How can Jesus be divine and occupy a literal human body? Wouldn’t the fleshly body violate his divine nature and status?
Questions:
I have a couple of general questions below I wanted to ask:
1.) How can Jesus be a Divine Person when He had a literal human body made of flesh. Wouldn’t His fleshly body violate His divine nature and status?
2.) Why did Jesus have to be a male in physical terms to begin with? Would this demonstrate that since Jesus was a male, that God in a way is actually of the male gender as well? Does this give off a sense of male superiority over the female gender, especially in the first century?
3.) How does fruit from a tree supply the ability to tell the difference between good and evil to two ancient individuals that existed around 4000 BC?
4.) Do Christians simply worship the Israelite god rather than worshiping just a God in a general sense? Isn’t monotheism simply the result of a nomadic tribe that happened to be the ethnic ancestors to the Jews?
Lastly 5.) Did the Israelites manipulate the concept of a single monotheistic God to enforce their status as a Holy nation. Is God simply an excuse for the destruction of the Canaanites and Midianites used by the Israelites as justification?
Thank you.
Answers:
- That is one of the great mysteries of the Christian faith. How can this be that the infinite, unchanging God could take on flesh? My answer is that it is because God made it that way. I cannot explain this wonderful and amazing mystery. I can merely share it. Like it says in John 1:14, “The Word of God (a reference to the Son) became flesh and made his dwelling among us.” Many conceptions of God would reject the idea of the fullness of God taking on human form (Colossians 2:9). Islam denies this, as does Buddhism and Hinduism, but this is the Christian claim. The question is not how can it be true, but whether it is true. This man Jesus of Nazareth claimed to be God (John 8:58-59) and proved his right to make this claim by raising Lazarus from the dead and by himself being raised from the dead. I do not claim to be able to explain this mystery, but I believe it to be true and I believe it is consistent with all I know about God.
- This is a really interesting question. Obviously, God is not male in the physical sense. He does not have male genitalia and he does not have high levels of testosterone coursing through his body, given that he does not even have a body (except temporarily in the form of Jesus). In order for God to take on flesh, there were really only two options: male or female. In the context of Jewish/Greek/Roman culture in the first century the only practical way for God to take flesh and to be heard by people was for him to take on male flesh. This a plain, inescapable fact. We should never take this to mean that God is male or that he values females less than males. In fact, the behavior of Jesus lifted women up far above any of his peers. His closest friends were women. His traveling companions included many women. It was women at his side when he was killed and it was to women that he appeared first after his resurrection. Everything we know about Jesus says the exact opposite of him believing in some sort of male superiority.
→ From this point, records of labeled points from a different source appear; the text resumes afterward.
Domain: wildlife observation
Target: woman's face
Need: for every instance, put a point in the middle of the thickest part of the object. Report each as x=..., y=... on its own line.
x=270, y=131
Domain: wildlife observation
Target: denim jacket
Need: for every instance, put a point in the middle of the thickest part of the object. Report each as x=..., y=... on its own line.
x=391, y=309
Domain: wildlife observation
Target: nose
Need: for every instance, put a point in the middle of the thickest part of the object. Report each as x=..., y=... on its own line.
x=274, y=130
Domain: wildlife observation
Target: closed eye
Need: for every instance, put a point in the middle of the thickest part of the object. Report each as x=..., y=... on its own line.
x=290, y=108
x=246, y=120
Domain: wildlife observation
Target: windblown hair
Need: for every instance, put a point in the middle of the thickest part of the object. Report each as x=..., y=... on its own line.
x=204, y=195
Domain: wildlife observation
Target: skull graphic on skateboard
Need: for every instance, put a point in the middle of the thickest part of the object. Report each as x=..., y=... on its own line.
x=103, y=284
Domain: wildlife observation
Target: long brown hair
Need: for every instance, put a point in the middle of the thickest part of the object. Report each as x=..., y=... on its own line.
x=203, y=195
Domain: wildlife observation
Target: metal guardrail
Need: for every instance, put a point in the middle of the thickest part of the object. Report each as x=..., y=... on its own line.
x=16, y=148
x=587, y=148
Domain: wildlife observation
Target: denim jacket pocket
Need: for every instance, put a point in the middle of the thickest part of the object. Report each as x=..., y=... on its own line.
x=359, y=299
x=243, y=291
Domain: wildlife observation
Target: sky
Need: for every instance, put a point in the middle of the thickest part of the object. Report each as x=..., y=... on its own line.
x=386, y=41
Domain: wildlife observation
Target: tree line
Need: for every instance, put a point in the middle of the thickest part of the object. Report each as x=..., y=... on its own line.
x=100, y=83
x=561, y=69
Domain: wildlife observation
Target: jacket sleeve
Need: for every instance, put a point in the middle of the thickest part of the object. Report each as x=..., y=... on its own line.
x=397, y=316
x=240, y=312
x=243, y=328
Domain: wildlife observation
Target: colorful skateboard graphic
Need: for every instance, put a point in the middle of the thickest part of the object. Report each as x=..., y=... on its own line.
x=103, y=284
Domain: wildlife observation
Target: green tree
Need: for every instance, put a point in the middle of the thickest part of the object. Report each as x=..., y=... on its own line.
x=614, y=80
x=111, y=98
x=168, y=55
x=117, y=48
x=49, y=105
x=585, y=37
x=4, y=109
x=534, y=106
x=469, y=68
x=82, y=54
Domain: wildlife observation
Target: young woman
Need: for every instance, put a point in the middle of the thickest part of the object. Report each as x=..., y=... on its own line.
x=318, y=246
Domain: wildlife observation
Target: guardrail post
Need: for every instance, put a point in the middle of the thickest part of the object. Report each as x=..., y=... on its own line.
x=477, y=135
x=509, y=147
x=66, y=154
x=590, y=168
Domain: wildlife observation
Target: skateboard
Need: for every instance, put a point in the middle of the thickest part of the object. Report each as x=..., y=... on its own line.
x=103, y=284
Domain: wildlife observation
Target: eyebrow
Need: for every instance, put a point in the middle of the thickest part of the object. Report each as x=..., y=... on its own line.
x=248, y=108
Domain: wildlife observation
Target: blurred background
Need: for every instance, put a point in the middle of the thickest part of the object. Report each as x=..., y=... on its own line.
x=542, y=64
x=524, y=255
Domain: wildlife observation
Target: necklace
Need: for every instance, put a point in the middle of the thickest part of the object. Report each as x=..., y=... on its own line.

- I am afraid I cannot answer “how” the fruit of this tree had this ability. My guess is that the fruit itself had absolutely no ability at all. The principle quality this fruit had was that God had told them not to eat it. It was the process of taking the fruit, and the rebellion implied, and the change made in Adam and Eve, not because of the physical fruit but because of their willful choice to rebel against God that caused the change. In that sense, the fruit itself may have been symbolic. It is the willful choice to rebel that caused Adam and Eve to be aware of evil and led to their eventual fall into much evil.
- Christians worship the God who created the universe and who created life and who came in the flesh and died on the cross. This God revealed himself to the Jews and through the Mosaic Covenant. Because of the faith of Abraham he chose to send his Messiah through the Jews and to reveal himself in a special way to the Jews. Monotheism is the result of individuals recognizing that there is one God and choosing to worship that God. Such individuals may have had a better or worse understanding of that one God, but God chose to reveal himself more directly and accurately to Abraham and to his descendants. For this reason, the Israelites had a more accurate understanding of the one true God, but they were not the only ones who realized that there is a single, personal God. We know historically that the Jews are not the only people who have understood that there is a single God/Creator, but my faith informs me that their understanding was clarified by direct revelation from God to Israel through Abraham, Moses and the prophets.
- The Israelites became a holy nation because God made them one–because God chose then. God chose them and, as he had promised Abraham because of his faith, he gave them a covenant and a land to dwell in. That land was Canaan, which is the land he gave to his people, both through their military exploits, but also through his miraculous intervention. I understand how one might think that this was just a story made up as an excuse for military exploits. Human behavior throughout history would justify this suspicion. But if we can rely at all on the Old Testament record, then this was not the case with Israel. They were poor, powerless slaves in Egypt but by the miraculous intervention of Jehovah they were able to escape from Egypt and occupied the Promised Land. It is not a common thing that a group of powerless, impoverished slaves rebel, leave their country and go conquer a neighboring land, and the evidence leads me to believe that this was the provenance of God, not the manipulation of cynical political leaders.